Opponents of the bill, including then-President Barack Obama’s Justice Department, said the measure was discriminatory, while supporters defended it as necessary for personal security and privacy. The NBA pulled its All-Star Game from North Carolina, the NCAA withdrew a number of sporting events — including men’s basketball tournament games that would have been played there this month — and Bruce Springsteen, Pearl Jam, Ringo Starr and Cirque du Soleil performances were all scrapped.
The single biggest loss included in the AP’s count did not come from any of the relocated major sporting events or canceled shows. Instead, most of the losses the AP tallied came from a tech company calling off big plans for the state just days after then-governor Pat McCrory (R) signed the law.
PayPal, the online payments firm based in California, had said it planned to open a global operations center in Charlotte, which McCrory’s office said would pump millions into Mecklenburg County and employ 400 people. But the following week, McCrory quickly signed H.B. 2, which PayPal’s president and chief executive said “perpetuates discrimination and … violates the values and principles that are at the core of PayPal’s mission and culture.”
The expansion was off. And according to a North Carolina Commerce Department analysis the AP cited, the impact was massive, as officials there expected PayPal to put more than $2.6 billion into the state’s economy by 2028.
PayPal was effectively the first major domino to fall. Deutsche Bank, the German financial giant, quickly called off its own expansion that it said would have added 250 new jobs at a facility not far from the state capital in Raleigh.
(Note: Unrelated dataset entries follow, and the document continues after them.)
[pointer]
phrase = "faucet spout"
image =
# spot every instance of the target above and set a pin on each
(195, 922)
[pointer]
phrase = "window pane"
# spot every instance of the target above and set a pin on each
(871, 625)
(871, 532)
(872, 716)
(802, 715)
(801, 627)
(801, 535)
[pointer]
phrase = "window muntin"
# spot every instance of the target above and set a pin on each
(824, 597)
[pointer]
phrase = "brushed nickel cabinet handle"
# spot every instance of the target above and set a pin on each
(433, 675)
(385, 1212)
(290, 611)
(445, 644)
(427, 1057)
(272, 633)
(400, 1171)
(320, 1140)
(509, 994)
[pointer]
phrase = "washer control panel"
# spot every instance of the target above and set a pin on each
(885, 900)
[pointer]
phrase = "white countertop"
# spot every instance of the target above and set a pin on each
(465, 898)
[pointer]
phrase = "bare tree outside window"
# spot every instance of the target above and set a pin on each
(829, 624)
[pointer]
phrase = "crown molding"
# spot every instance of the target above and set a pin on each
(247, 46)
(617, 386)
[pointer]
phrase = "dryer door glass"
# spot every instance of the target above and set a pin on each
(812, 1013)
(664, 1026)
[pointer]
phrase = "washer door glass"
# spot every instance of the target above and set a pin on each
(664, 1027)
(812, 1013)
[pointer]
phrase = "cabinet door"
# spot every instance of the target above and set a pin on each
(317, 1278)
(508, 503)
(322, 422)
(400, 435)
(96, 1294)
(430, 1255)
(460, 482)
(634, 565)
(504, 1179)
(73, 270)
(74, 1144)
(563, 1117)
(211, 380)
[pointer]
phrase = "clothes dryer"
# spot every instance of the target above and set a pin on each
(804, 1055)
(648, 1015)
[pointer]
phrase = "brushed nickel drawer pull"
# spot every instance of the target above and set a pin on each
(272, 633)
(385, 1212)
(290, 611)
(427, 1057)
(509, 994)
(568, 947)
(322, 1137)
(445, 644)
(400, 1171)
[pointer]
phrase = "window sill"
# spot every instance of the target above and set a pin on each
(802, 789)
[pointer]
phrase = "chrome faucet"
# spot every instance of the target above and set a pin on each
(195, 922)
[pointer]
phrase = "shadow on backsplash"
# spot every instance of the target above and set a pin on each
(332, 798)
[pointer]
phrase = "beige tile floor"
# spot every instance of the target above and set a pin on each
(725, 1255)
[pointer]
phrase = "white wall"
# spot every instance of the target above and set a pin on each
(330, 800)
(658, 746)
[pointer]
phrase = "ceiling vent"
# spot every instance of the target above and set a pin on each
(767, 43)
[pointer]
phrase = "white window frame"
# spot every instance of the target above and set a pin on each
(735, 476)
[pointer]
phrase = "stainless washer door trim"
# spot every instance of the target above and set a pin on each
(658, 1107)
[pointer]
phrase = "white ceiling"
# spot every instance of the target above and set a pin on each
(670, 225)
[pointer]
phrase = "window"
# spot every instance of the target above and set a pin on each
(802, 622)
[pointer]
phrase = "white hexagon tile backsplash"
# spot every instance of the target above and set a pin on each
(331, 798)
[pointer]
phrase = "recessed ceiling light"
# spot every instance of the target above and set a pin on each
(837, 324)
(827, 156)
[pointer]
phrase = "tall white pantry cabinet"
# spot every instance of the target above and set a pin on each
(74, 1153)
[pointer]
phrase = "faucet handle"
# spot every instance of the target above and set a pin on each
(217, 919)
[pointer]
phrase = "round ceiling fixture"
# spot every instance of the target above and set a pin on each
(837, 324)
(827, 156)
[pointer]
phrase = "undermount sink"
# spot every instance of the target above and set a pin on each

The state Commerce Department had expected the bank to add more than $500 million to the state’s economy, according to the AP, which makes it the second-biggest loss in the wire service’s new analysis. (This is roughly equal to what some previous assessments pegged as the total cost of the bill, with those putting the tally at somewhere between $450 million and $630 million.)
The AP analysis also lists the losses from a number of sporting events, led by the NBA’s All-Star Game, which Charlotte city officials had said could be worth $100 million. There could be more sports-related losses coming: The NCAA said last week that “absent any change in the law,” its position on having events in North Carolina would remain the same, a statement that doubled as an ultimatum because it will select collegiate championship sites next month.
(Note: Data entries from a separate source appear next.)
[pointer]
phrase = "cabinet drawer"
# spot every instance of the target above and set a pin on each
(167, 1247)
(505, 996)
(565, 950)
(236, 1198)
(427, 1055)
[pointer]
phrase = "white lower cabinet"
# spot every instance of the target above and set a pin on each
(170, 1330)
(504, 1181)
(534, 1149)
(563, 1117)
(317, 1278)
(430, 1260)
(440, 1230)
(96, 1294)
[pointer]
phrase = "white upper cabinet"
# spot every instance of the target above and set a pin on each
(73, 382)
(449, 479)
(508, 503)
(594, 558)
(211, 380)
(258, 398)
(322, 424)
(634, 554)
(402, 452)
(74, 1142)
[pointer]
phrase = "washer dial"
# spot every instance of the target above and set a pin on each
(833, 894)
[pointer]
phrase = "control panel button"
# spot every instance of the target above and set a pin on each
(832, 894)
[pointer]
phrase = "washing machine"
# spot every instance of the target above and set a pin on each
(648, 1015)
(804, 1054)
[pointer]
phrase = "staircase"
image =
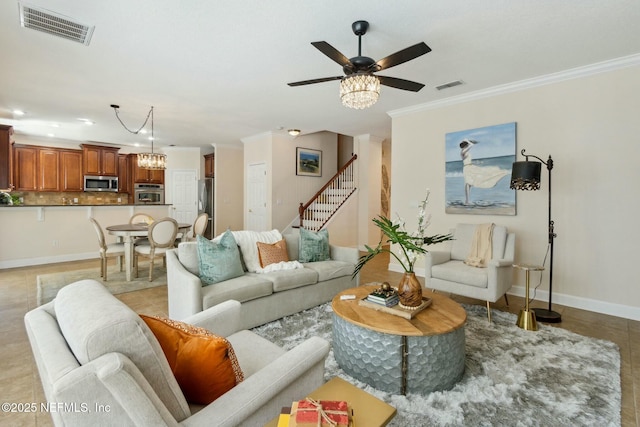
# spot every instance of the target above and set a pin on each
(315, 214)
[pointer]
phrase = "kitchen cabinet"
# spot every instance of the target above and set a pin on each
(6, 157)
(48, 169)
(209, 161)
(124, 174)
(25, 160)
(71, 176)
(36, 168)
(99, 160)
(144, 175)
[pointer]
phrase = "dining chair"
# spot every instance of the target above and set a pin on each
(162, 237)
(111, 250)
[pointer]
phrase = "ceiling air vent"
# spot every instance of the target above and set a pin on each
(54, 24)
(450, 84)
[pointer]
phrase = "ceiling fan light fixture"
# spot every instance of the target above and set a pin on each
(360, 90)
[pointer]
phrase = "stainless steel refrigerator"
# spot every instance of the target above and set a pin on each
(205, 203)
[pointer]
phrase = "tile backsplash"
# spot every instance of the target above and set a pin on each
(72, 198)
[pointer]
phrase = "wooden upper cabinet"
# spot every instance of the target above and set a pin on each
(6, 157)
(25, 160)
(124, 174)
(140, 175)
(98, 160)
(48, 169)
(71, 176)
(209, 161)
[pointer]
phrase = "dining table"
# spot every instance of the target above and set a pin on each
(129, 233)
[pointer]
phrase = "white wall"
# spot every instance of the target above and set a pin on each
(229, 188)
(289, 190)
(590, 127)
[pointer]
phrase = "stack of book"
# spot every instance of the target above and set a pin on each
(386, 298)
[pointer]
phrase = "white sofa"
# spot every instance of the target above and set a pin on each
(264, 296)
(102, 366)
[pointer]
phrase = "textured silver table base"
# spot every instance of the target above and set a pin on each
(434, 362)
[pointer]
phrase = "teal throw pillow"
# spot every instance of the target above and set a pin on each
(313, 246)
(218, 261)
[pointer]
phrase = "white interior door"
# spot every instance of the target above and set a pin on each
(184, 195)
(257, 197)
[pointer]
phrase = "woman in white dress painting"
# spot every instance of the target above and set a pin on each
(477, 176)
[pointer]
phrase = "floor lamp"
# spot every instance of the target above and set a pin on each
(526, 176)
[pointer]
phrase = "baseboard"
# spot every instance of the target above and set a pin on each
(603, 307)
(27, 262)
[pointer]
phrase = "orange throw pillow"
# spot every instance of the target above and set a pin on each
(272, 253)
(204, 364)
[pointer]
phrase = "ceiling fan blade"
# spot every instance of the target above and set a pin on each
(400, 83)
(308, 82)
(333, 53)
(402, 56)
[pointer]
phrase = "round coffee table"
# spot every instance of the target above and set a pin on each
(397, 355)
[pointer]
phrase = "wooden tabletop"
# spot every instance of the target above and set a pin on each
(139, 227)
(443, 315)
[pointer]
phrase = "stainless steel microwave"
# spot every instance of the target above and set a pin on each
(100, 183)
(148, 194)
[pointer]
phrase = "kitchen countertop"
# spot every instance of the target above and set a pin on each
(81, 205)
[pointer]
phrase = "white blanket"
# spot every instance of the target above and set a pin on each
(280, 266)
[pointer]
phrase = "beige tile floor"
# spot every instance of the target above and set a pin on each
(20, 383)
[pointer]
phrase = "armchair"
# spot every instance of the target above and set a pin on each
(94, 353)
(446, 270)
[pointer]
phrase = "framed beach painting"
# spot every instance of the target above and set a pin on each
(308, 162)
(478, 170)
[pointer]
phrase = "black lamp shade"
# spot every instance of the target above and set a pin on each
(525, 175)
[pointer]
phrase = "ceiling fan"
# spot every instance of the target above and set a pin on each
(360, 87)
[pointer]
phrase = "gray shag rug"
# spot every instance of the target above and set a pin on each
(551, 377)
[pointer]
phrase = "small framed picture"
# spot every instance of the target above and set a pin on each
(308, 162)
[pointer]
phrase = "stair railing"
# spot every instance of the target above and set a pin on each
(323, 205)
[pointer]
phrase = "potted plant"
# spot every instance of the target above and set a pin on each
(409, 247)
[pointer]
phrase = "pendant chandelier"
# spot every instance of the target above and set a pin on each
(153, 161)
(359, 90)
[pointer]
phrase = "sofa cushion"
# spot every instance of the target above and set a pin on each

State lawmakers have discussed rescinding the controversial law, but repeal efforts have repeatedly fallen short, including a marathon special legislative session in December called for that very purpose. A spokesman for Gov. Roy Cooper (D), who has long opposed the law, did not immediately respond to a request for comment Monday.
North Carolina Senate President Pro Tempore Phil Berger (R) said in a statement Monday that lawmakers continue “to work toward a reasonable compromise that ends the distraction of” the bill. As a way to illustrate the state’s economic outlook, Berger also pointed to federal statistics released by the Commerce Department last month showing that North Carolina’s real gross domestic product went up by 4.5 percent in the third quarter last year.
“According to the latest U.S. Department of Commerce report, North Carolina’s economy was the fastest growing in the southeastern United States and is expected to generate $6-7 trillion in state GDP over the next 12 years — meaning even if the AP’s analysis were accurate, [H.B. 2]’s total economic impact over that same period would be less than one half of one tenth of one percent,” Berger said.